Stain Resistance, Durability & Care
Real marble tiles have a beautiful, unique look like no other surface, with all their whirling patterns and shade variations. But the same patterns that make marble beautiful can be a real headache to match from tile to tile.
Marble floors are more porous than granite floors, thus making them more susceptible to staining. Marble is also much more likely to be damaged by scratches and objects that accidentally fall on the floor. On the other hand, granite floors are far less porous and defend well against stains, scratches and wear.
Because marble floors can stain so easily, you must clean them as quickly as possible after a spill. Marble, like most stone tiles, has high maintenance requirements. It must be sealed and cleaned regularly; for cleaning, use only a mild detergent solution or a product specially designed for marble.
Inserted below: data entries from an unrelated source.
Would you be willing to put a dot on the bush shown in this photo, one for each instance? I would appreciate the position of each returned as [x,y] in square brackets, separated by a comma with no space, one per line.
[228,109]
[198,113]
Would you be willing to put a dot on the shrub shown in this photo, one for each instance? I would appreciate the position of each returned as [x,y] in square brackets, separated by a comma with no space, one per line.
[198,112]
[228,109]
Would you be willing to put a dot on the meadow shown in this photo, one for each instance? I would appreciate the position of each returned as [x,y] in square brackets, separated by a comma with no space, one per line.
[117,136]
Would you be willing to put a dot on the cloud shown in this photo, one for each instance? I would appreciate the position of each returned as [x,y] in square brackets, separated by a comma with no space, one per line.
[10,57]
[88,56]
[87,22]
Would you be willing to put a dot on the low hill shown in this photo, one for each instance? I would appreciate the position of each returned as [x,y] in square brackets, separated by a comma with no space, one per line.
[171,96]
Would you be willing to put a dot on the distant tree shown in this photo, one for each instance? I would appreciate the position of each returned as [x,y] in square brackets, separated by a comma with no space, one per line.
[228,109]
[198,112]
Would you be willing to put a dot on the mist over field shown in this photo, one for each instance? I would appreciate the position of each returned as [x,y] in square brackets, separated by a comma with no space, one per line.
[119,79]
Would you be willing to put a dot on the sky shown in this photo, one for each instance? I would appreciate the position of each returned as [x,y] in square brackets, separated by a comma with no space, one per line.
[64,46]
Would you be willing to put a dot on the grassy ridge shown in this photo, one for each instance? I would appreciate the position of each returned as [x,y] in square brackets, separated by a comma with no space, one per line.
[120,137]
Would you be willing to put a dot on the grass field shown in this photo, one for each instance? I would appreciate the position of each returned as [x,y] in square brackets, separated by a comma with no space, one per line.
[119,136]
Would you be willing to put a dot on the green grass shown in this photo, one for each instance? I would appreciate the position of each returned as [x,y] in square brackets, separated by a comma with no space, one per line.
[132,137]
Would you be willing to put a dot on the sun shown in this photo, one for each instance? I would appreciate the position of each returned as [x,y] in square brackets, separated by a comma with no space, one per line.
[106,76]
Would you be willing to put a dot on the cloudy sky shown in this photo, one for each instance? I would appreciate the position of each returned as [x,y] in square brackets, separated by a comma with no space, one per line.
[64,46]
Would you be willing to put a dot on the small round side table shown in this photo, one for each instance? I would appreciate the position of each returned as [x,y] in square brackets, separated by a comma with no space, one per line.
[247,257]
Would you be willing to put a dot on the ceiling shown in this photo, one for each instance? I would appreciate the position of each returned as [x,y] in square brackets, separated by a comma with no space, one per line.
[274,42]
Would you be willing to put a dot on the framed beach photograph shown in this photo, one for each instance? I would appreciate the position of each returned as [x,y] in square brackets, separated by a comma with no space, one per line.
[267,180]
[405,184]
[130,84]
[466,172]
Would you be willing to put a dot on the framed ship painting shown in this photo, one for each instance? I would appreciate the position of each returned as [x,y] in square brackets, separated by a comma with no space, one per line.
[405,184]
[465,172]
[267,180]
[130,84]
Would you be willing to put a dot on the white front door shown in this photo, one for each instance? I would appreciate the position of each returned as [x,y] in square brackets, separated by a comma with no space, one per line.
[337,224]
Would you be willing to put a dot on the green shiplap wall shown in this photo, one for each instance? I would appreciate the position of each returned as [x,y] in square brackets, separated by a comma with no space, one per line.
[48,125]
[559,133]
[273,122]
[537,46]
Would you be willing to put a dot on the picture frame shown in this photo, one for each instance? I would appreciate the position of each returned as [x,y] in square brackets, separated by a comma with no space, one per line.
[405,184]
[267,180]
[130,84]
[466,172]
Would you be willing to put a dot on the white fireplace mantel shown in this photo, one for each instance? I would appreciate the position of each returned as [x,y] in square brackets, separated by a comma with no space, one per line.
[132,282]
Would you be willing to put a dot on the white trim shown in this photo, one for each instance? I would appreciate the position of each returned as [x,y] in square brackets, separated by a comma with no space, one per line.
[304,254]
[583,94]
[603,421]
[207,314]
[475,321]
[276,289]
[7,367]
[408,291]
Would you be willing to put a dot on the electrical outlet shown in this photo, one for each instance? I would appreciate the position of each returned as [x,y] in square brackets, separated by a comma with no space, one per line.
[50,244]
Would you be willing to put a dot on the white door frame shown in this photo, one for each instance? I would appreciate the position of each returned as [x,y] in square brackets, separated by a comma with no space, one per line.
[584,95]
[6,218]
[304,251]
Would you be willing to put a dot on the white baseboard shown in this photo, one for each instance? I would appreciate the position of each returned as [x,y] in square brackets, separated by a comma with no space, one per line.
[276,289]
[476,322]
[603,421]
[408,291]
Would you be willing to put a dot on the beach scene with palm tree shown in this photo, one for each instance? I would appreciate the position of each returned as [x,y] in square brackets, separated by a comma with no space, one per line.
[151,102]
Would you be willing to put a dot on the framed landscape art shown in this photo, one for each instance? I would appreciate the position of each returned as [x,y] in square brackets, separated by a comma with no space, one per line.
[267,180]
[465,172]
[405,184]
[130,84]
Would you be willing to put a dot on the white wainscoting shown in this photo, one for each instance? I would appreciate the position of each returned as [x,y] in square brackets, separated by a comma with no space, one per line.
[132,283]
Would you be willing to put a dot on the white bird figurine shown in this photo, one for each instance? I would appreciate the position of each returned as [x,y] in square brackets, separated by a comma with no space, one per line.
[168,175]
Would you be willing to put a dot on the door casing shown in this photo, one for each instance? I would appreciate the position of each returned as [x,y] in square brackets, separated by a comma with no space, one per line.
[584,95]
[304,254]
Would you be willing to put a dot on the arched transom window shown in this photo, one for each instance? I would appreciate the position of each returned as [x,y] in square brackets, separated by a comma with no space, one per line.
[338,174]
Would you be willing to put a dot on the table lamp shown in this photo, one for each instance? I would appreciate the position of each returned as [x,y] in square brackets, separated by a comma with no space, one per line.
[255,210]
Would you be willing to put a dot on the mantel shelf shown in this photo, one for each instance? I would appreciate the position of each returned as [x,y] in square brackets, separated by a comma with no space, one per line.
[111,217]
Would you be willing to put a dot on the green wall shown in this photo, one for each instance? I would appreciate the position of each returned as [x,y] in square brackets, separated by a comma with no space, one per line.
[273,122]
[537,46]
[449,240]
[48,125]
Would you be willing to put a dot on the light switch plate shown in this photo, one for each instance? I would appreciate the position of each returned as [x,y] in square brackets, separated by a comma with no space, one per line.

While granite floors are not as susceptible to staining as marble floors, you should still be careful not to use acidic liquids or cleaning supplies on them. As an igneous rock, granite is formed under very high heat and has a crystalline structure instead of a layered structure like sedimentary rock. Tile made from it is quite dense, with a strength similar to porcelain.
Variety and Price
Granite is a very unique stone, often cut for specific purposes and differing from stone to stone. Due to this variety and uniqueness, there are two major factors that add to the cost of granite: the rarity of color and the stone's pattern. The heavier weight relative to marble also makes the cost of shipping granite more expensive, and this is also added into the final price. Marble is often manufactured in bulk, reducing the costs of cutting and shipping the stone.
A note on marble color
It is important to know that green and black marbles are not recommended for wet areas of the home, such as a shower. Green marbles will absorb water and then curl and warp. Black marbles, when wet, can exhibit "spalling" at veins, which means small pieces of the stone may break away. Black Marble is a very soft limestone often mistaken as a marble. Not recommended for interior flooring. Never use a crystallizer on black marble - The stone will blister or spall! If honing or polishing, use extreme care not to leave swirls and do not run until the powder has dried. Check frequently - polishes very quickly!